Так вот. Сначала, еще в Курске, они вчетвером — Федя, Надя, двоюродная сестра Феди Любочка и он — сходили в фотографию, сфотографировались на память перед отъездом на целину, а потом, вечерним поездом, приехали все в деревню. Ах, как завидовал он своему другу там, в деревне, не знает этого Федя, и как завидует он ему и теперь, этим вот вечером, сидя в теплом и прокуренном директорском газике под ночным дождем в черной степи. Такая подруга у его друга Феди, такая подруга!.. И всего-то пять дней назад, всего пять дней назад!
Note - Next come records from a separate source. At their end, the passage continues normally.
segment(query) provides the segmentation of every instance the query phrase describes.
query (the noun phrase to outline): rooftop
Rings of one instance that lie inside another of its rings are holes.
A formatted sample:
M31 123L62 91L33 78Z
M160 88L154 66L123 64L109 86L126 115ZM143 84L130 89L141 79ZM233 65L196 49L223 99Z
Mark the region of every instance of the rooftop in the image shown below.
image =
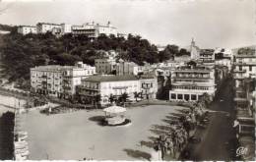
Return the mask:
M91 76L87 79L84 79L84 81L95 81L95 82L104 82L104 81L137 81L140 79L153 79L151 76L142 76L141 78L133 75L125 75L125 76Z
M38 25L51 25L51 26L60 26L60 25L57 25L57 24L52 24L52 23L37 23L36 26Z
M187 71L187 72L190 72L190 71L198 71L198 72L210 72L211 69L208 68L208 67L205 67L205 66L181 66L181 67L178 67L175 71Z
M77 66L60 66L60 65L47 65L47 66L38 66L31 68L31 70L37 71L61 71L61 70L73 70L73 69L82 69Z

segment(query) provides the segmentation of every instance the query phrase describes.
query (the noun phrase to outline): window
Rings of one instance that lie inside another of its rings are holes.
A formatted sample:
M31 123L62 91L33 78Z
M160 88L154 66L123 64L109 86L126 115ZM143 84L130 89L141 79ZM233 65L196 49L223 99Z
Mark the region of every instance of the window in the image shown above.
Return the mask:
M171 98L171 99L176 99L176 94L175 94L175 93L171 93L171 94L170 94L170 98Z
M178 99L183 99L183 95L182 94L178 94Z
M191 94L191 100L197 100L197 95L195 95L195 94Z
M188 101L188 100L189 100L189 94L185 94L185 95L184 95L184 99L185 99L186 101Z

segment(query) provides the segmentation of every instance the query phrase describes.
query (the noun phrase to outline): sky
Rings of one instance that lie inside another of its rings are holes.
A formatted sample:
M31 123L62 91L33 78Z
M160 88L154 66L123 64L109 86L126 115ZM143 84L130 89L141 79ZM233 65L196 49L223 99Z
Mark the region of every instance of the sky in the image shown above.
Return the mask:
M1 12L1 10L4 10ZM106 25L154 44L200 48L256 44L256 0L0 0L0 24Z

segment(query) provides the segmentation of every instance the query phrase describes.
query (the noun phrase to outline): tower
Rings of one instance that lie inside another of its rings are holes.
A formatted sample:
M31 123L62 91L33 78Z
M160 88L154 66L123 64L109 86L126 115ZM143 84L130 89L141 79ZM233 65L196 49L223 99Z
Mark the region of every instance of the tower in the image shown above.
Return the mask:
M190 45L190 57L193 60L199 59L199 48L196 46L196 42L193 37Z

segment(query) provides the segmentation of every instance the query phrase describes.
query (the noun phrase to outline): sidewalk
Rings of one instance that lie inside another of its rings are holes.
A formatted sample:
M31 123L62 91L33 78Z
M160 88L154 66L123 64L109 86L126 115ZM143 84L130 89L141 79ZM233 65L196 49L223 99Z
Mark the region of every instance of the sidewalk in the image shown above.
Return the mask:
M198 126L197 126L194 130L190 131L190 132L189 132L189 135L190 135L189 137L191 137L191 136L193 136L193 135L196 135L197 130L198 130ZM197 136L197 135L196 135L196 136ZM174 161L174 160L180 159L180 158L181 158L181 157L180 157L181 153L187 148L187 145L188 145L188 144L189 144L189 141L184 145L184 147L182 148L181 151L178 151L178 152L175 153L175 157L166 154L166 155L164 156L163 160L164 160L164 161Z

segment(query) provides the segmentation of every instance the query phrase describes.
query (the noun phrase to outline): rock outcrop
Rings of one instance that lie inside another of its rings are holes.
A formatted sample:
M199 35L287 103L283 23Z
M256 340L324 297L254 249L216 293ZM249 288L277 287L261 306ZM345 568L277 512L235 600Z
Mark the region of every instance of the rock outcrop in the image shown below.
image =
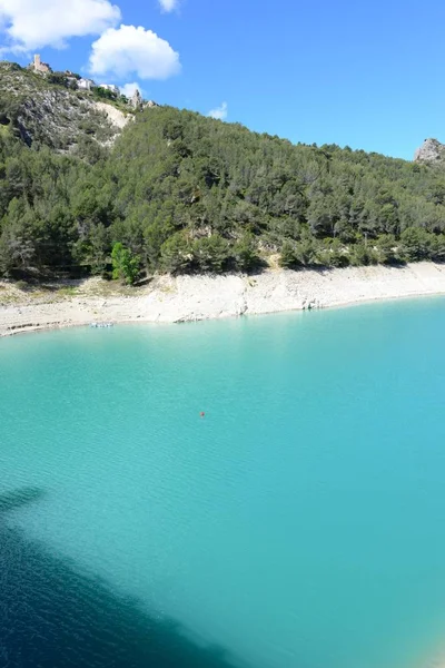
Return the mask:
M56 86L41 75L0 62L0 124L28 146L34 143L70 151L88 137L109 146L126 125L112 105L86 92Z
M425 139L414 154L415 163L438 163L445 160L445 145L437 139Z

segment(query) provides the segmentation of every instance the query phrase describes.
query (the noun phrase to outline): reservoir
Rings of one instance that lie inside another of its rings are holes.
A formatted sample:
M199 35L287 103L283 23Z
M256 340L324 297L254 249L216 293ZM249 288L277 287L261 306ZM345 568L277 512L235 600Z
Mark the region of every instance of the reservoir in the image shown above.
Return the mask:
M424 668L444 332L427 298L1 340L0 666Z

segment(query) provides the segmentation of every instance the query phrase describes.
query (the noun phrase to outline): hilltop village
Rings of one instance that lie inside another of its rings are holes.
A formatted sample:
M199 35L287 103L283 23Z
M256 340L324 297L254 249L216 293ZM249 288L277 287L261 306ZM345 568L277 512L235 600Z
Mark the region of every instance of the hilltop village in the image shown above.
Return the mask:
M47 77L50 82L66 86L71 90L81 90L85 92L95 91L98 97L121 100L128 104L132 109L142 109L146 107L157 107L158 105L152 100L145 101L139 90L136 89L130 99L121 95L118 86L115 84L96 84L93 79L81 77L80 75L72 72L71 70L53 71L48 62L42 62L39 53L36 53L32 62L29 63L28 69L38 75Z

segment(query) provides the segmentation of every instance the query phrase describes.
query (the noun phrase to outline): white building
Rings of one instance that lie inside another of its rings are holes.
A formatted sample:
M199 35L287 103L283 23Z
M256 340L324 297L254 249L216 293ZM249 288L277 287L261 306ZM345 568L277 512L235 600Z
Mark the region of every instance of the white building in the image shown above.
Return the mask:
M103 90L109 90L110 92L113 92L115 95L119 95L119 88L117 86L115 86L113 84L100 84L99 88L103 88Z

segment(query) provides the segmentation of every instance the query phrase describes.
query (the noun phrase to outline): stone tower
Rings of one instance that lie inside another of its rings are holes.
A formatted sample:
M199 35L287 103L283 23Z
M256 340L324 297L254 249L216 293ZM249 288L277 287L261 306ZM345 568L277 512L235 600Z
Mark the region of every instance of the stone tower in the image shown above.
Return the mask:
M132 94L130 104L134 109L140 109L140 107L142 106L142 96L140 95L138 89L136 89Z

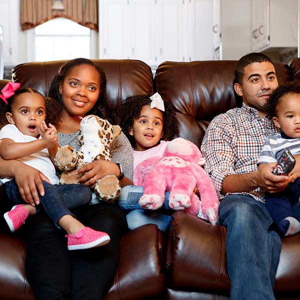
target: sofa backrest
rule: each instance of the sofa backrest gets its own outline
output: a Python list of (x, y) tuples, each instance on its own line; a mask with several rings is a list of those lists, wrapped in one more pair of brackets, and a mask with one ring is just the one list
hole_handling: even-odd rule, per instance
[[(236, 62), (166, 62), (158, 66), (154, 90), (172, 104), (181, 136), (200, 146), (212, 119), (241, 105), (242, 99), (234, 89)], [(281, 62), (274, 64), (280, 84), (294, 80), (289, 66)]]
[[(198, 146), (212, 120), (242, 104), (234, 90), (236, 60), (166, 62), (158, 68), (154, 82), (150, 67), (140, 60), (94, 60), (106, 74), (108, 96), (117, 116), (121, 115), (126, 97), (157, 91), (173, 106), (180, 136)], [(12, 70), (13, 80), (48, 96), (51, 82), (64, 61), (19, 64)], [(300, 58), (292, 60), (289, 65), (278, 62), (275, 66), (280, 84), (300, 80)], [(0, 80), (0, 88), (4, 81)]]
[[(118, 116), (125, 99), (136, 94), (152, 94), (153, 74), (151, 68), (134, 60), (92, 60), (106, 72), (107, 96)], [(21, 88), (30, 87), (48, 96), (52, 80), (66, 60), (26, 62), (12, 69), (12, 80)]]

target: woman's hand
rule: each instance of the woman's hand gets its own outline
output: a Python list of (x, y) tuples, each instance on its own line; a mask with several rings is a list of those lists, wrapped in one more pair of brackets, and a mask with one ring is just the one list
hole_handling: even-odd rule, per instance
[(44, 194), (42, 180), (50, 183), (49, 180), (36, 168), (20, 162), (14, 172), (16, 182), (22, 198), (32, 206), (40, 204), (40, 196)]
[(77, 170), (76, 174), (84, 174), (78, 182), (93, 188), (96, 181), (106, 175), (120, 175), (119, 167), (110, 160), (95, 160)]

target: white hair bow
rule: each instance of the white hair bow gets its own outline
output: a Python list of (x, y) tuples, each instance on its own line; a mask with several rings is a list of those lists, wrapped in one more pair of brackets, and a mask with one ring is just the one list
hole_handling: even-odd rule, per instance
[(164, 112), (164, 100), (162, 98), (158, 92), (156, 92), (154, 95), (150, 97), (152, 100), (150, 104), (150, 108), (157, 108), (162, 112)]

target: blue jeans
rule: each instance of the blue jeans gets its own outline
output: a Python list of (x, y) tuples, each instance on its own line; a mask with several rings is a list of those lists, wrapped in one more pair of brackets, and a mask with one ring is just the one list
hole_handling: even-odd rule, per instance
[(266, 205), (250, 196), (226, 196), (219, 207), (227, 228), (226, 254), (234, 300), (274, 300), (273, 288), (281, 250)]
[[(92, 191), (88, 186), (82, 184), (51, 184), (42, 182), (45, 194), (40, 195), (40, 204), (36, 206), (36, 212), (43, 209), (53, 220), (58, 228), (60, 219), (72, 214), (69, 208), (88, 204), (92, 199)], [(8, 202), (12, 206), (24, 204), (14, 180), (5, 184)]]
[(126, 186), (121, 189), (116, 202), (122, 209), (130, 211), (126, 216), (130, 230), (145, 224), (156, 224), (160, 230), (166, 232), (174, 212), (168, 206), (170, 193), (166, 192), (162, 208), (156, 211), (143, 210), (140, 206), (138, 200), (143, 193), (142, 186)]
[(292, 216), (299, 220), (299, 218), (293, 212), (292, 206), (299, 201), (300, 196), (300, 178), (297, 178), (294, 182), (290, 182), (282, 192), (266, 194), (266, 205), (276, 224), (280, 224), (283, 220), (288, 216)]

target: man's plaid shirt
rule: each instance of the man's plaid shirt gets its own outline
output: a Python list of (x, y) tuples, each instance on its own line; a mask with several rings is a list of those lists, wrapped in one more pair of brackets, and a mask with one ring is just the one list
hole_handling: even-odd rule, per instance
[[(201, 150), (206, 160), (205, 170), (212, 178), (219, 198), (224, 178), (232, 174), (256, 170), (256, 162), (267, 136), (278, 131), (272, 120), (258, 116), (258, 111), (243, 103), (216, 116), (206, 132)], [(264, 202), (264, 193), (258, 188), (250, 193)]]

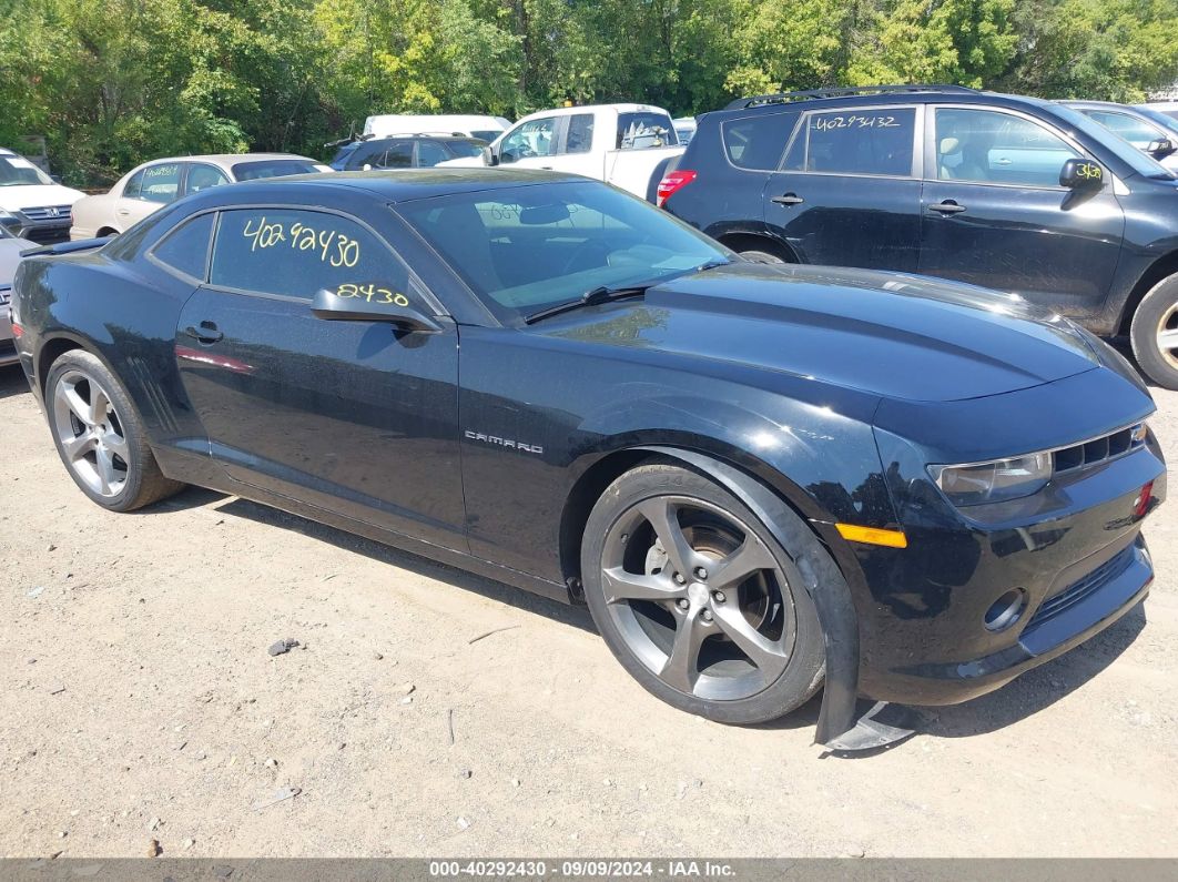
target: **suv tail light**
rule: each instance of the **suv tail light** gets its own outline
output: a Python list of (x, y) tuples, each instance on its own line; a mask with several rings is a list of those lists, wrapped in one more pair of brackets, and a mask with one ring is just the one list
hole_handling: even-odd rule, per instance
[(661, 208), (667, 200), (671, 198), (671, 195), (695, 180), (696, 177), (695, 172), (687, 170), (670, 172), (666, 178), (659, 181), (659, 201), (655, 203), (655, 205)]

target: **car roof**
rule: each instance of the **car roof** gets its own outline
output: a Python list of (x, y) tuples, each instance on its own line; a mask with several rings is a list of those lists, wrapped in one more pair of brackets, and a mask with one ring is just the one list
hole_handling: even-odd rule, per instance
[[(855, 88), (813, 89), (809, 92), (779, 92), (767, 95), (739, 98), (722, 111), (707, 117), (735, 117), (750, 113), (780, 113), (789, 108), (821, 110), (823, 107), (871, 107), (880, 104), (988, 104), (1004, 107), (1051, 107), (1054, 102), (1030, 95), (1011, 95), (1002, 92), (984, 92), (967, 86), (902, 85), (862, 86)], [(696, 118), (699, 119), (699, 117)]]
[(273, 198), (276, 187), (298, 192), (330, 190), (337, 194), (351, 191), (368, 193), (386, 203), (406, 203), (454, 193), (509, 190), (536, 184), (584, 184), (585, 180), (580, 174), (540, 168), (398, 168), (379, 172), (294, 174), (286, 178), (243, 181), (231, 187), (210, 187), (193, 198), (193, 204), (199, 200), (203, 207), (210, 207), (210, 204), (225, 203), (227, 195), (233, 197), (233, 203), (265, 200)]
[(240, 163), (267, 163), (283, 159), (296, 159), (305, 163), (319, 164), (317, 159), (300, 157), (297, 153), (201, 153), (192, 157), (161, 157), (159, 159), (151, 159), (146, 163), (140, 163), (135, 166), (135, 168), (143, 168), (144, 166), (157, 165), (159, 163), (207, 163), (229, 171), (234, 165), (239, 165)]

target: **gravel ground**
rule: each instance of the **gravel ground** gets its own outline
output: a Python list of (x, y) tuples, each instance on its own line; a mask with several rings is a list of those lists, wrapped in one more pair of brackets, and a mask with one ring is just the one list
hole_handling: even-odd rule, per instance
[(0, 425), (0, 854), (1178, 855), (1178, 500), (1144, 610), (847, 760), (815, 702), (659, 703), (580, 609), (203, 490), (107, 513), (19, 370)]

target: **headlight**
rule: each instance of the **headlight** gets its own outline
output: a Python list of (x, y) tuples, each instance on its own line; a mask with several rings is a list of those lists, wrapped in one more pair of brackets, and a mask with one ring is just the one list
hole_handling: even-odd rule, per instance
[(928, 473), (954, 505), (981, 505), (1031, 496), (1052, 473), (1050, 452), (968, 465), (931, 465)]

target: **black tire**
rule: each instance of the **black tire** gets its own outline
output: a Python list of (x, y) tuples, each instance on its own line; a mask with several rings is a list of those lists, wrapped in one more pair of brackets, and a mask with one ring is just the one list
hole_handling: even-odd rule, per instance
[[(673, 512), (687, 546), (664, 552), (677, 539), (662, 541), (675, 528), (666, 516), (664, 530), (655, 529), (659, 512)], [(783, 549), (744, 503), (704, 475), (673, 463), (641, 465), (605, 489), (585, 524), (585, 601), (610, 651), (656, 697), (721, 723), (776, 719), (822, 685), (822, 629), (794, 557), (826, 551), (808, 530), (798, 532), (810, 546)], [(686, 585), (671, 572), (676, 557), (693, 568)], [(737, 557), (746, 565), (736, 570), (750, 575), (726, 582)], [(642, 596), (622, 599), (634, 591)], [(680, 642), (688, 649), (680, 652)], [(691, 648), (694, 664), (676, 663)]]
[[(1163, 331), (1172, 332), (1167, 339), (1173, 346), (1163, 347)], [(1141, 371), (1159, 386), (1178, 390), (1178, 276), (1150, 289), (1133, 313), (1129, 336)]]
[(759, 248), (748, 248), (747, 251), (741, 251), (740, 256), (746, 260), (752, 260), (754, 264), (769, 264), (773, 266), (783, 266), (789, 263), (782, 258), (773, 254), (768, 251), (760, 251)]
[(53, 363), (45, 410), (66, 471), (104, 509), (133, 511), (184, 489), (159, 470), (131, 398), (94, 354), (71, 350)]

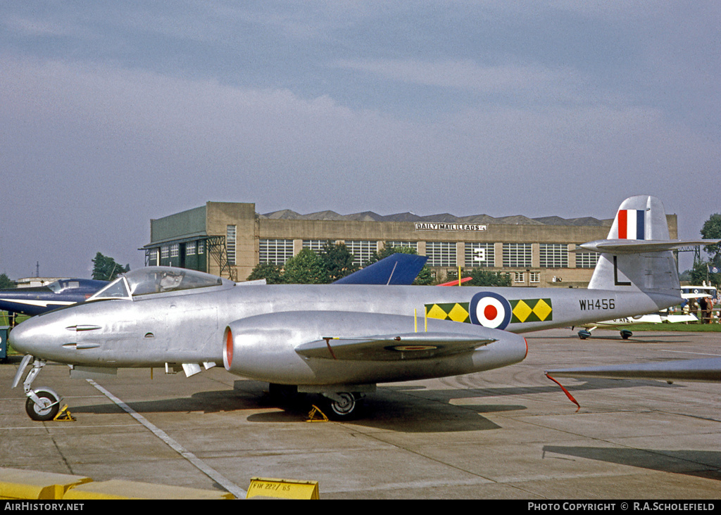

Танцы на улице под патефон, у них — у амбара Максима, и его (признавайся!) очарование подругой своего друга. И он не хотел бы скрывать этого очарования от них обоих и в то же время (признавайся, признавайся!) от Феди старался скрывать. На следующий день он уезжает сюда, вот в эту кустанайскую степь, Федя с Надей и другие ребята и девчонки провожают его, и вот, когда уже все простились, он задерживается с Надей, и долго, минут десять или пятнадцать, они стоят и говорят, одни на дороге посреди поля, а Федя с остальными, они отошли уже далеко, остановились и ждут, стоят и ждут, когда же они там наговорятся.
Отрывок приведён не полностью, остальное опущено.